Moments before the penalty claim the ball had ricocheted on to the arm of City forward Bernardo Silva.
"One way or another the action should have been stopped there and then in the other box," former City captain Kompany said on Sky Sports.
"You can argue about Bernardo's handball before. I don't think he knows anything about it. It's a natural position.
"But (Alexander-Arnold) is a handball, that's not a natural position. Stop the action then and make a decision.
"You go which way you want to go, but my interpretation is that Bernardo's hand is in a natural position and Alexander-Arnold's isn't."
"One way or another it's had an effect on the game. I can understand why there's (City) frustration."
Fellow pundit Roy Keane said: "See that next week and it will be a penalty.
"It was a huge moment, but they still had to travel up the pitch and City have to defend better than that."
Former Premier League referee Bobby Madley took to social media to point out that City would not have been awarded a penalty upon VAR review as the ball originally struck the arm of Bernardo.
"Point of law...as Silva handled the ball (albeit accidental) before TAA did this would have been penalised even if a penalty had been awarded," Madley wrote in a tweet, which he later deleted.
"Attacking handball doesn't have to be deliberate.

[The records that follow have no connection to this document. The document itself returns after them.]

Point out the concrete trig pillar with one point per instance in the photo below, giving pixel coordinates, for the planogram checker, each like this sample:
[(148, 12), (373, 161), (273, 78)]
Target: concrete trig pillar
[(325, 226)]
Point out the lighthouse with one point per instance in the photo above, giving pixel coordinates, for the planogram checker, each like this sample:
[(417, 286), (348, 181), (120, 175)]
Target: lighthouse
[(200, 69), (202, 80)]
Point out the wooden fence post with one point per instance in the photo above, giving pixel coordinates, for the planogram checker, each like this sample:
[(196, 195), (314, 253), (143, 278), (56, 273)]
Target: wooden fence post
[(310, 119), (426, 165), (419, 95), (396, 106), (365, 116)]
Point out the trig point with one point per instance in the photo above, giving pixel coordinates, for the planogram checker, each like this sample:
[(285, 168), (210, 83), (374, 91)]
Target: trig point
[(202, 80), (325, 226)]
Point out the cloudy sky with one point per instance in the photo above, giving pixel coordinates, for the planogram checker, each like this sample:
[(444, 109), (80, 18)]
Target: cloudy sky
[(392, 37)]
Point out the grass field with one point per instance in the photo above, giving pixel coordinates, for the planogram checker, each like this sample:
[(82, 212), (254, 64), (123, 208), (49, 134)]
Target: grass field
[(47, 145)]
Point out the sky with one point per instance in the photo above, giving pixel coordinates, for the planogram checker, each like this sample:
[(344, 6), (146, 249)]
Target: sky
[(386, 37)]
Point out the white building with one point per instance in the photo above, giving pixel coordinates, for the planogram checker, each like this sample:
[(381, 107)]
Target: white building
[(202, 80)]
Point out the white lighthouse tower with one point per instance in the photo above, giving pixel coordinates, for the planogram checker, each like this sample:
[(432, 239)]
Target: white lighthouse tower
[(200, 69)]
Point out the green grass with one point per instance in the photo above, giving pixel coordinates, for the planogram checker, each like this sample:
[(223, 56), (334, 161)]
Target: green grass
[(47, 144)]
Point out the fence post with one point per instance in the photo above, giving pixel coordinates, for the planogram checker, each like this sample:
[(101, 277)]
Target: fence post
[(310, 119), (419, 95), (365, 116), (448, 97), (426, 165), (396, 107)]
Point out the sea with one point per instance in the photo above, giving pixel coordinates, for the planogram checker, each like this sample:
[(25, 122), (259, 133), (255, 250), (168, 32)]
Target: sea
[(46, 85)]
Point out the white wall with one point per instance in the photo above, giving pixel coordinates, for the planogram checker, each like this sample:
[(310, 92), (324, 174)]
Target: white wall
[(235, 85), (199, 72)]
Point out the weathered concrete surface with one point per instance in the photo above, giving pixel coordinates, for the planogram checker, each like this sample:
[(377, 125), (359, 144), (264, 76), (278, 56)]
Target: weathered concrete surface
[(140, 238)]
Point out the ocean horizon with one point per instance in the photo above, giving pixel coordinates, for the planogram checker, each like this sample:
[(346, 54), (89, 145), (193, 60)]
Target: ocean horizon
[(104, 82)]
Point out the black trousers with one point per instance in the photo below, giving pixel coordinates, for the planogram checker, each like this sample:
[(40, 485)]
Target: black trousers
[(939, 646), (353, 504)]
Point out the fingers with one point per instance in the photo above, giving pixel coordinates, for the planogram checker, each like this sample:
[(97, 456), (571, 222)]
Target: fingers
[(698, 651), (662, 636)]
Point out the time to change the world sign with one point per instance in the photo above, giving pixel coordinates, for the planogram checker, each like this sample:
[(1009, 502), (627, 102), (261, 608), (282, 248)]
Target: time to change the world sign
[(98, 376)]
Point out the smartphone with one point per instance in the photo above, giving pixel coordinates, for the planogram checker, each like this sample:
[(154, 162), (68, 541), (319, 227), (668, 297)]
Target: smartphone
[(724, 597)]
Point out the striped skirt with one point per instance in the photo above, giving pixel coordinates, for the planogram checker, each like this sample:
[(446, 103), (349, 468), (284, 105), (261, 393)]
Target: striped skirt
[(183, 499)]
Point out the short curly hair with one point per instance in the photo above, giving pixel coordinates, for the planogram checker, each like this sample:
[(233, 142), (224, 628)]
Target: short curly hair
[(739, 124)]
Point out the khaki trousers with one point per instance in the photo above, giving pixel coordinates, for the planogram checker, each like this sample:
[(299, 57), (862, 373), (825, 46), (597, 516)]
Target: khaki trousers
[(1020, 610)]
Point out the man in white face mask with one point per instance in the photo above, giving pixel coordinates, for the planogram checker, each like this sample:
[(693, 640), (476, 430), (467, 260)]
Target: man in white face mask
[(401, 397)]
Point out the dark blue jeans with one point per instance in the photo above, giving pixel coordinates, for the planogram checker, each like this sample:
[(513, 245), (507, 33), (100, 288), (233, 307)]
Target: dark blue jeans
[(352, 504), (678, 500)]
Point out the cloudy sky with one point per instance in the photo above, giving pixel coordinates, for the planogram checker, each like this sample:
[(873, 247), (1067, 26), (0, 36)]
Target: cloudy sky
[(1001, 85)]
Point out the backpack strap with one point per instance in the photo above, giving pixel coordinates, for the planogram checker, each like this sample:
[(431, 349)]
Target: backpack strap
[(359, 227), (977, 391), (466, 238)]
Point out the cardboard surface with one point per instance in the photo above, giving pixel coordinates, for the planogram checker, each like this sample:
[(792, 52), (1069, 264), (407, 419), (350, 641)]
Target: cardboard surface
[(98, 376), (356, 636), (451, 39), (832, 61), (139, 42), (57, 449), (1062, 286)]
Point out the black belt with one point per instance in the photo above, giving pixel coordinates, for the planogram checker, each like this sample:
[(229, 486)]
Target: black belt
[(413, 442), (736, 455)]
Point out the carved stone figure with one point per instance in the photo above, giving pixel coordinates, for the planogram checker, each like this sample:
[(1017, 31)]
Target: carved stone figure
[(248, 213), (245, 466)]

So, a penalty would never have been possible due to it touching Silva hand in build up."
Mohamed Salah and Sadio Mane put the game out of sight for Liverpool before a late consolation from Bernardo Silva.
Unbeaten Liverpool have won 11 of their 12 league games are now nine points clear of fourth-placed City, who trail Leicester and Chelsea by one point.
But Kompany said: "It's worth remembering how City finished the game.
"Anfield's always been a problem, not just this year but time and time again.
"It's a physical battle in the middle of the pitch that City have lost. I'm talking across the years, we've just not been able to deal with that.
"Did it mean that we didn't win titles or the club has not been moving forward? Not at all.
"So I would take the positives, learn and progress and understand that this league has not been played yet."
But former Manchester United captain Keane believes Liverpool will take huge confidence from beating the reigning champions.
"I know City had a go in the last 15-20 minutes but to me the game was over," Keane said.
"Liverpool just sat back, were 3-0 up. I said before City are worthy champions and I don't think it will have a big knock-on effect on them, because they've got a brilliant coach and brilliant players
"But the effect on Liverpool – already the European champions and the best team in England – going forward will be massive."
Former Chelsea and Manchester United manager Jose Mourinho feels Liverpool are now guaranteed to be champions, saying: "From my position I think it's done unless something dramatic happens in terms of an injury situation breaks the team.
"But I think the team is a complete puzzle. They play exactly the way they are adapted to the players.
"City are capable of winning seven, eight, nine matches in a row, but I don't see how Liverpool can lose the advantage they have."